MHP Genel Başkanı Devlet Bahçeli, partisinin TBMM'deki grup toplantısında gündeme ilişkin değerlendirmelerde bulundu.
Erzurumajans-MHP
Genel Başkanı Devlet Bahçeli, partisinin TBMM'deki grup toplantısında
gündeme ilişkin değerlendirmelerde bulundu. Konuşmasının bir bölümünde
cezaevlerindeki açlık grevlerine değinen Bahçeli, açlık grevlerinin
amacını "PKK tezlerini ve zorlamalarını kabul ettirmek ve istenilen
noktaya taşımaktır" şeklinde değerlendirirken, "Bunun için her
çirkeflikten medet umulmakta ve her çirkinliğe kapı aralanmaktadır. AK
Parti hükümeti ise taksit taksit dayatılan hain projeleri cevaplamakta
ve bir bahaneyle hayata geçirmektedir" diye konuştu.
8 Kasım
2009'da İstanbul'da PKK'lı teröristler tarafından belediye otobüsüne
atılan molotofkokteyli yüzünden hayatını kaybeden 17 yaşındaki Serap
Eser'in katillerinin de açlık grevine girerek insanlık ve merhamet
dilencisi olduğunu söyleyen Bahçeli, "20 Eylül 2011 günü Ankara Kumrular
Sokak'ta 5 kardeşimize kıyan PKK'lı canavar, girdiği açlık greviyle
sözüm ona öldürerek yapamadığını kendisini aç bırakarak ulaşacağını
sanmıştır" şeklinde konuştu.
Bu açlık grevinin asla masum
görülemeyeceğine dikkat çeken Bahçeli, cezaevlerindeki açlık grevinin
ana dilde savunmanın önünü açtığı, Öcalan'ın tecrit şartlarının
hafifletilmesine neden olduğunu ve anadilde eğitim isteklerinin yeni
anayasa yoluyla karşılanacağını teminat altına aldığını kaydetti.
Bahçeli şunları söyledi:
"Mehmetçiğin al bayrağa sarılı
tabutlarını bir türlü görmeyen haysiyetsizlerin, vatan evlatlarının ardı
ardına katledilmesini ağzına bile almayan haramzadelerin mevzu bahis
açlık grevi olunca insanlık hatırlatması yapmaları bize görev kabul
edilemez vicdansızlık örneğidir.

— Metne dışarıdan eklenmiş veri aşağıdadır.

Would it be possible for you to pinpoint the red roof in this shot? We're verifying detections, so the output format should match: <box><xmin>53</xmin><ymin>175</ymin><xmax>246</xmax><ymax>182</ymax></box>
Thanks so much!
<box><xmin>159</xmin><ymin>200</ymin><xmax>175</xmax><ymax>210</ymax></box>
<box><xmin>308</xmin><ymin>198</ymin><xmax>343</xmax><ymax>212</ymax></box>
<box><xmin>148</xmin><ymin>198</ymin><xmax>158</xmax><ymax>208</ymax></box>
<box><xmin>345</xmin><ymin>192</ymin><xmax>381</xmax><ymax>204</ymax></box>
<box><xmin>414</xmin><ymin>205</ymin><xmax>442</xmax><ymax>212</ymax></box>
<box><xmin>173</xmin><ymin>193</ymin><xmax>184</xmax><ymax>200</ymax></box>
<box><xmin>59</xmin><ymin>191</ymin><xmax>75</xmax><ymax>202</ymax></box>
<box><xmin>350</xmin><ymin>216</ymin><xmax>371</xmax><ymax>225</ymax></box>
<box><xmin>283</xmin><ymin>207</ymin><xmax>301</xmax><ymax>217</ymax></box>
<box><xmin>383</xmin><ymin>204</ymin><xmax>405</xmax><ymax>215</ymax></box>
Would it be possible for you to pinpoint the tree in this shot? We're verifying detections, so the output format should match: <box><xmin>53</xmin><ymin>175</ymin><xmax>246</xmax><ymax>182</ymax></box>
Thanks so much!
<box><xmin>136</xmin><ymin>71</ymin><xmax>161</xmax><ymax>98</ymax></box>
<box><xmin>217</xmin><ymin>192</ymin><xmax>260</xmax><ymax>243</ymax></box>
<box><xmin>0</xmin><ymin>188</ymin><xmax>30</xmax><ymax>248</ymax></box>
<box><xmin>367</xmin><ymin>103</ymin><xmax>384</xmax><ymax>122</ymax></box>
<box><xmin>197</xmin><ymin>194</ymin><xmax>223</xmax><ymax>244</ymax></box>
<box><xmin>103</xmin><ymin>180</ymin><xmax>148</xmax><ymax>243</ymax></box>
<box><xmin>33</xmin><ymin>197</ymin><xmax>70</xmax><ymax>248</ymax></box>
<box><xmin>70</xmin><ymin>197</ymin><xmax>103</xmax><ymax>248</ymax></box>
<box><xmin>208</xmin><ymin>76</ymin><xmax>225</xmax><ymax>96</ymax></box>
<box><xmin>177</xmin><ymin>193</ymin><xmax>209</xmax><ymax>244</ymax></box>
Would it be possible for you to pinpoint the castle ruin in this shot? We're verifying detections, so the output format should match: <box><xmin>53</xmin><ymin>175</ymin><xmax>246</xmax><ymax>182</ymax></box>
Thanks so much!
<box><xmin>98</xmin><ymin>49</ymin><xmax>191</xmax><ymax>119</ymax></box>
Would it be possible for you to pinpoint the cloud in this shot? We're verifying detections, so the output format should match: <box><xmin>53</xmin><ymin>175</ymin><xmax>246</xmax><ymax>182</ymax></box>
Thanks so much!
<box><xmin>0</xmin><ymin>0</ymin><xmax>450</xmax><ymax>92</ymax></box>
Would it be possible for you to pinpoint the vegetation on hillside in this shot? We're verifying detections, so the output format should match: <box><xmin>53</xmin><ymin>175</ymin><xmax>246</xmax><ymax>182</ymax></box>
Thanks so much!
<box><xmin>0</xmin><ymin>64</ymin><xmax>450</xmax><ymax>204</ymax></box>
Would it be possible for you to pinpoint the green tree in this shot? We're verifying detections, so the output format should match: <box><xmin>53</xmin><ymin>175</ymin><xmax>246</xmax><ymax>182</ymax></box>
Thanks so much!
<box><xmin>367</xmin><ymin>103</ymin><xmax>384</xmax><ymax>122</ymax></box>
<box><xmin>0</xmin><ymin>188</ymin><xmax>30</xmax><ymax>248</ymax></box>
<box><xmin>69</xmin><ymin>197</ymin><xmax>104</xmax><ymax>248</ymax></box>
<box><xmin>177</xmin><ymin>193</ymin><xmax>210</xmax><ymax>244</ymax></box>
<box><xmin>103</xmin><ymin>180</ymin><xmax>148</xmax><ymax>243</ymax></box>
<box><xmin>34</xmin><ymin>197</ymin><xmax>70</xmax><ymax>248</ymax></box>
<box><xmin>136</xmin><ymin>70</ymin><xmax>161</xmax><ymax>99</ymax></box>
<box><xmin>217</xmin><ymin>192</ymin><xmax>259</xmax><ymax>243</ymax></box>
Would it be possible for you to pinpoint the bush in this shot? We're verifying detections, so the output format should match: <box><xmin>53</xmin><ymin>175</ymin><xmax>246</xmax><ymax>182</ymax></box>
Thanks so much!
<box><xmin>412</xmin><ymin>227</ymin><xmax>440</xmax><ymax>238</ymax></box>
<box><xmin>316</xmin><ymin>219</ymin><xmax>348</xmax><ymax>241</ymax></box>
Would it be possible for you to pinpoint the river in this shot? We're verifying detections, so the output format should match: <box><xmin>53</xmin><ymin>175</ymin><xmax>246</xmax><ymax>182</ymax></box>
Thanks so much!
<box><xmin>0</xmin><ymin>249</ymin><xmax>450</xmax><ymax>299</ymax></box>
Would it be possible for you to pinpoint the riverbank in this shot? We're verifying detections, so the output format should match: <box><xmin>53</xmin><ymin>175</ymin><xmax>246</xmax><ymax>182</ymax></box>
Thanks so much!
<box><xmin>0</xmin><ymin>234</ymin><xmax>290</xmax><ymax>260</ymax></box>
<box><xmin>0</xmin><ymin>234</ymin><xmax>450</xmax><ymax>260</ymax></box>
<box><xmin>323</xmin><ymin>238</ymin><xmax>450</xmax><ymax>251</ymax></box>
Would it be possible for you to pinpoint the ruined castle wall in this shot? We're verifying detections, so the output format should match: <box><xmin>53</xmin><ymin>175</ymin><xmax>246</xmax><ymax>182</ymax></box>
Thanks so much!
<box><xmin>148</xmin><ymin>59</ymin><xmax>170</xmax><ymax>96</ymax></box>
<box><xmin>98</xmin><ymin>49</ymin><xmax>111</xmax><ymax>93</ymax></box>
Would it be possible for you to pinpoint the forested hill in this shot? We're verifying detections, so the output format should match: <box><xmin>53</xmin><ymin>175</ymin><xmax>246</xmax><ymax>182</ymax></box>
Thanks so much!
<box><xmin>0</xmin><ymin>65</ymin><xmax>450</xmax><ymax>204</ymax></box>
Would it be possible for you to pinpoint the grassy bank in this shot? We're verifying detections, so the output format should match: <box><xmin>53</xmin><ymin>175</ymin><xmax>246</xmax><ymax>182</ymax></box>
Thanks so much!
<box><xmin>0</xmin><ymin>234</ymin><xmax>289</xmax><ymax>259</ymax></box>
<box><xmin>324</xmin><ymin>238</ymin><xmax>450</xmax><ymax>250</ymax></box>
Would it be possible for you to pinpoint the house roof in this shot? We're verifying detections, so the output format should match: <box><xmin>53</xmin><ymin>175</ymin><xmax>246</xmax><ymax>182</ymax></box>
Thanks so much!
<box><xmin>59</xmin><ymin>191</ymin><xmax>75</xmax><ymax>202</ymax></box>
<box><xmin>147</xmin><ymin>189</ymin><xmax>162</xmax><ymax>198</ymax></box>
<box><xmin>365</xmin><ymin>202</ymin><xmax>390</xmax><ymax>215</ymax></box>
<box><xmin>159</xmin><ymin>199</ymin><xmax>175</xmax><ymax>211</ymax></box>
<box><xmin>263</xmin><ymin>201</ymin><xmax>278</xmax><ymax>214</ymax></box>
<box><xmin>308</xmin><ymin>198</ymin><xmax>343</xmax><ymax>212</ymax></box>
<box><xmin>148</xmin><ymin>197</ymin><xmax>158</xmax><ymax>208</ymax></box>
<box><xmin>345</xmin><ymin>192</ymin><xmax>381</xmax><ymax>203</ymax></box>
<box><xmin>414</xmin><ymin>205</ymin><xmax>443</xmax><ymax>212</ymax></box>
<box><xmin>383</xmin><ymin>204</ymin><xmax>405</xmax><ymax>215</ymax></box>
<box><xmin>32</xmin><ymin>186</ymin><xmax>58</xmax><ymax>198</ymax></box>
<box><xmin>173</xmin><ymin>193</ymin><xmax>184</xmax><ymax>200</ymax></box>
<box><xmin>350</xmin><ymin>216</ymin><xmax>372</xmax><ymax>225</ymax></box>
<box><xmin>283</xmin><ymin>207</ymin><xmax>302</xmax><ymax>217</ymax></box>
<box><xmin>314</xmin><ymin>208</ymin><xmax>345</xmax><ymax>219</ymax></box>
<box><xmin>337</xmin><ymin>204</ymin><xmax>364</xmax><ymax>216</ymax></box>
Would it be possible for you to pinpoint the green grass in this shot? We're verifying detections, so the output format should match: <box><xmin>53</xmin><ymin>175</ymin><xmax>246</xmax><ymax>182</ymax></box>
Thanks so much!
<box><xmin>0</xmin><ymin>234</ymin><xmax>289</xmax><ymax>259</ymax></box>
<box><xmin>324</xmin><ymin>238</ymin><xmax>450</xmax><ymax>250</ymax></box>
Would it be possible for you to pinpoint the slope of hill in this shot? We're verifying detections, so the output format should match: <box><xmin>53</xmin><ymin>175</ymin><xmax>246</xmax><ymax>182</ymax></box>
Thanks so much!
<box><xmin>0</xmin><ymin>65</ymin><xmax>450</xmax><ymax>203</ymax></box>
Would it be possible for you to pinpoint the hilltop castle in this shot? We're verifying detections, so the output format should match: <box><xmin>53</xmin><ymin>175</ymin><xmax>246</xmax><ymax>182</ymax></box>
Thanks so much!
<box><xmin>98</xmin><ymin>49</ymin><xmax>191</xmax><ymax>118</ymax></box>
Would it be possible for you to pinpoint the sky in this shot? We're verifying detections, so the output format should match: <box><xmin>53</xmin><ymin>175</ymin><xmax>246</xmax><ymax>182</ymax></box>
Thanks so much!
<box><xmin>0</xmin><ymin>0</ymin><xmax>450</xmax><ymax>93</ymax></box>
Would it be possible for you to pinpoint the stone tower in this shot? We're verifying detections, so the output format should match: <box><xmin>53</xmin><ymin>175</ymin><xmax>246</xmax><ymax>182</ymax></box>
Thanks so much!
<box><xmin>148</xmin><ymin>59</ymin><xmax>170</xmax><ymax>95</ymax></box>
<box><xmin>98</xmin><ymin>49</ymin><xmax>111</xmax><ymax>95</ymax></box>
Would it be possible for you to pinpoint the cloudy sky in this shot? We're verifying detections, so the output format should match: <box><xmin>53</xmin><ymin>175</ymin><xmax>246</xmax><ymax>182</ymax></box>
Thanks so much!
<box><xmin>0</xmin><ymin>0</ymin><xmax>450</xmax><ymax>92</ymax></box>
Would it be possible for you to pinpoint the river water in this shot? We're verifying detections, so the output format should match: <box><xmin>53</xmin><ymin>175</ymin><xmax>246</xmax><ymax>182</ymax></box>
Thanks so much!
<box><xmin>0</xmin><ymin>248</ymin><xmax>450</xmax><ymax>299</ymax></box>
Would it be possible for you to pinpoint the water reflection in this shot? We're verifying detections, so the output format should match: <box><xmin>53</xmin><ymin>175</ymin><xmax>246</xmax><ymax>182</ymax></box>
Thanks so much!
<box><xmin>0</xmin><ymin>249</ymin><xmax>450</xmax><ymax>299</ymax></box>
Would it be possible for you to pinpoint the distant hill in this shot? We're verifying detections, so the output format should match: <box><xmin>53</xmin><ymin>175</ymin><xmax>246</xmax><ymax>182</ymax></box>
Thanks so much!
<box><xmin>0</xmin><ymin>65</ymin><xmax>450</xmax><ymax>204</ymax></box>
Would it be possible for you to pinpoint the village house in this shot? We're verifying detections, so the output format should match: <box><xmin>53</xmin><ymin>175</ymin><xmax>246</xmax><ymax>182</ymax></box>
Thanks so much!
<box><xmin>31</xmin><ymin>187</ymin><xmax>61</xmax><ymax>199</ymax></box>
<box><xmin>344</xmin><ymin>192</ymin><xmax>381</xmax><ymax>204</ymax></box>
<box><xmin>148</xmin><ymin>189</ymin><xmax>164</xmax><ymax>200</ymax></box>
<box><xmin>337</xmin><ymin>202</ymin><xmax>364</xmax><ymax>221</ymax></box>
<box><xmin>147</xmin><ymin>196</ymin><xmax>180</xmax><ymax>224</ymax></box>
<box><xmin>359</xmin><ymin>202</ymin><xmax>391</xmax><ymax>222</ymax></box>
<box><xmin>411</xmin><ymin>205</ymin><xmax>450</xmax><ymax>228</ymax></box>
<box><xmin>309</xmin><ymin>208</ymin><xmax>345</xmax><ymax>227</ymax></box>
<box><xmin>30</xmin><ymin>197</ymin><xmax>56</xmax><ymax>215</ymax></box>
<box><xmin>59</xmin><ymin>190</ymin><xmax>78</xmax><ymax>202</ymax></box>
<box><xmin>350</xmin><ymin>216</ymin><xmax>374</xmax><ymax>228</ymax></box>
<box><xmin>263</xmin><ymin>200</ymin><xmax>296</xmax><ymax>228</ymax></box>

Ömrü hayatlarında bir tek şehidimize
Fatiha okumaktan uzak kalmış kalpsizlerin, PKK'lıların eylemine sıra
sıra destek açıklaması yapmaları da satılmış zihinlerinin ve rehin
bırakılmış ruhlarının eseri olsa gerektir."
“AÇLIK GREVLERİ SIRASINDA AK PARTİ İLE İMRALI ÜÇ DEFA TEMAS KURMUŞTUR”
"Tüm
çıplaklığıyla anlaşılmıştır ki, açlık grevleri sırasında İmralı
canisiyle AK Parti hükümeti üç defa temas kurmuştur" diyen Bahçeli, bu
üç istekten ikisi olan ana dilde savunma ve Öcalan'ın tecrit şartlarının
iyileştirilmesi konularının karşılandığını söyledi. "Öyle ki, İmralı
adasıyla ulaşımı sağlayan eski tip koster gitmiş, yeni koster hemen
yolcularını taşımak için limana yanaşmıştır" diyen Bahçeli, "Artık bozuk
koster mazeretlerine sığınılmayacak ve müzakereler şeffaf ve aleni
olarak yürütülecektir. Dilek ve tavsiyemiz; şeref konusunda iddialı
çıkışlar, hamasi sözler ileri süren Başbakan'ın, cari durumunu yeniden
gözden geçirmesidir" diye konuştu.
Açlık grevleriyle birlikte
yaşananların bir danışıklı dövüş olduğunu iddia eden Devlet Bahçeli,
Başbakan Erdoğan'ın da bu sürecin içinde aktif bir şekilde yer aldığını
ifade etti. Bahçeli, Başbakan Erdoğan'a bir takım sorular yönelterek,
"Acaba açlık grevleri, AK Parti ile İmralı arasındaki müzakere ve
mutabakat arayışlarını canlandırmak ve belirli bir seviyeye getirmek
maksadıyla küresel ayağı da olan planlanmış bir ölüm stratejisi midir?"
şeklinde konuştu.
Bahçeli ayrıca, "Bundan sonra sırayı
PKK'nın affı, İmralı canisinin özgürlüğü ve Türkiye'nin federasyona
ayrılması mı alacaktır?" diye sordu.